SPECULER SUR LES DENREES ALIMENTAIRES, UN SCANDALE !

 J’ai de plus en plus de mal à supporter les injustices sociales dans notre pays et la façon dont on nous manipule. La dernière injustice en date consiste à nous dire que « les denrées alimentaires vont probablement subir une légère augmentation  », pour qui nous prend-on ? C’est tout simplement scandaleux !

Avant l’été 2010, les agriculteurs dénonçaient la hausse du prix du pétrole et faisaient part de leur appréhension quant à l’impact de la sécheresse sur leurs récoltes. Par un (mal)heureux hasard, les plaines russes ont été ravagées par des incendies sans précédent, les champs australiens ont été noyés par des inondations et la plaine de Chine du nord est, en ce moment même, touchée par une très grave sécheresse.
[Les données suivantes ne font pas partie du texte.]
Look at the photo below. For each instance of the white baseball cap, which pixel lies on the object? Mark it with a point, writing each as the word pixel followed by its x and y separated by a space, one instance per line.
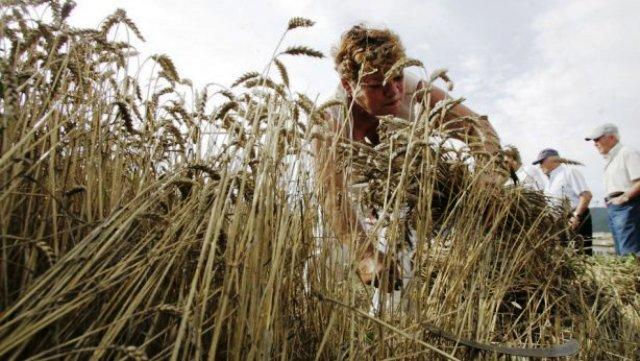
pixel 601 130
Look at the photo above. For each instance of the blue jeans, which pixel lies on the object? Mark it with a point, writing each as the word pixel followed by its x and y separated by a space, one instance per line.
pixel 624 221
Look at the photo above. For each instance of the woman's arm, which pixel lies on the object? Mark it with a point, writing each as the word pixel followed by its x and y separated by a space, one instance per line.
pixel 478 134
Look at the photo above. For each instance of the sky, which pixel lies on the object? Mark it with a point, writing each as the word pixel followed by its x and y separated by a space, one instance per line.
pixel 544 72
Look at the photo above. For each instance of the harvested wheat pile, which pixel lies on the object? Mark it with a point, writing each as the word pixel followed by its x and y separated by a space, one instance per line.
pixel 129 231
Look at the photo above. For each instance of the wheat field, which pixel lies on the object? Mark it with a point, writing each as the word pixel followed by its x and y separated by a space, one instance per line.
pixel 144 219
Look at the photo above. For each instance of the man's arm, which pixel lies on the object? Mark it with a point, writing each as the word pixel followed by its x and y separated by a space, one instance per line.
pixel 630 194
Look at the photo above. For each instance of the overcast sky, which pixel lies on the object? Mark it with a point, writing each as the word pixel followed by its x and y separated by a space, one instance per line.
pixel 545 72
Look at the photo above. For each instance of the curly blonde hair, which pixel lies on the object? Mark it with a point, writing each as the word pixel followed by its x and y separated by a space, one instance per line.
pixel 363 49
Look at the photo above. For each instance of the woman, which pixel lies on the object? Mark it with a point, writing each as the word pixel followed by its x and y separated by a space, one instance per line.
pixel 362 58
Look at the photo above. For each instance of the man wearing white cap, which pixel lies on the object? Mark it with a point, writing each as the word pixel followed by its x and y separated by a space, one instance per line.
pixel 566 183
pixel 622 186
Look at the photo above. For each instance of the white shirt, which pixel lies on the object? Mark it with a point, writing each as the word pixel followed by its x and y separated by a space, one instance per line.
pixel 565 182
pixel 622 169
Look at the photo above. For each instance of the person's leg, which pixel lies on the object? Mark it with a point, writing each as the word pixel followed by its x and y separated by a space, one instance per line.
pixel 630 229
pixel 586 232
pixel 611 217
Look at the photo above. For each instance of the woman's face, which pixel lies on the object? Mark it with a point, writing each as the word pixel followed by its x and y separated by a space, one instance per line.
pixel 375 98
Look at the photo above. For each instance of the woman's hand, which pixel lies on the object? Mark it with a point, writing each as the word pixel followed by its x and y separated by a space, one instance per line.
pixel 374 269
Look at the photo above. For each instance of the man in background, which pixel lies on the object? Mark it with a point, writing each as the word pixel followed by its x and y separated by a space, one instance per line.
pixel 523 175
pixel 622 187
pixel 562 182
 Toutes ces catastrophes ont permis à la France d’exporter d’immenses quantités de blés et de sur-spéculer, tant et si bien que nos stocks ne suffiront peut-être pas à assurer la consommation de blé nationale. Pourtant, on nous dit « les denrées alimentaires vont probablement subir une légère augmentation  », et plus particulièrement celles qui utilisent du blé dans leur fabrication. Ne vous étonnez donc pas si la plus forte hausse portera sur les produits premiers prix, les « sans marques », ceux que vous trouvez en bas du rayon, en vous mettant à quatre pattes… oui, ceux qu’achètent les plus démunis. C’est tout simplement scan-da-leux !
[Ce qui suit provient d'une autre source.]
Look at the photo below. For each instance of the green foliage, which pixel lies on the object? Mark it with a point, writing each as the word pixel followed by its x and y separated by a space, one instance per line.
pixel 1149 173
 Avant l’été 2010, les producteurs de lait épandaient leur production dans les champs en signe de protestation, car la vente de leur produit ne leur permettait pas de couvrir les frais de production. Leur colère, très légitime, contraste avec les plans marketings des industriels de l’agroalimentaire qui transforment le lait en or, en le vendant comme un médicament « qui régule le transit intestinal » ou qui « aide votre organisme à se renforcer ». Les industries agroalimentaires n’ont jamais fait autant de profit qu’avec le lait ! Je connais même au sein de ma propre famille des adeptes du lait, qui absorbent religieusement tous les matins les 20cl de lait aux subtiles bactéries qui coûtent pourtant une fortune. On nous annonce d’ailleurs que le lait en poudre va être côté en Bourse et qu’ainsi la spéculation va être permise. Mais ce ne sera surement pas au profit des familles des pays émergents, ni des producteurs de lait. C’est tout simplement scan-da-leux !
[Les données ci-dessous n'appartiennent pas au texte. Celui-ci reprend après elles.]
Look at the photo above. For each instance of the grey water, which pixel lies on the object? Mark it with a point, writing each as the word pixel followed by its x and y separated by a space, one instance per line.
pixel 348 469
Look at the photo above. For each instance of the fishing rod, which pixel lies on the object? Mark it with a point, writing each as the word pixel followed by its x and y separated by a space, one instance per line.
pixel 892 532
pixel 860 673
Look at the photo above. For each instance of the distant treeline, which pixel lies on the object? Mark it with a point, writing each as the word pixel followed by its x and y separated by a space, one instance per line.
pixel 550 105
L’envolée du prix des matières premières ne laisse espérer aucune amélioration du pouvoir d’achat en 2011, pourtant les très hauts salaires et les rémunérations des dirigeants d’entreprises ne cessent de s’envoler. Les inégalités se creusent et deviennent insoutenables, alimentant un sentiment d’injustice profond jusque dans les classes moyennes. Les familles des producteurs agricoles se sentent lésées et impuissantes face au fossé colossal qui existe entre la baisse de leurs revenus et la spéculation  sur les produits de première nécessité.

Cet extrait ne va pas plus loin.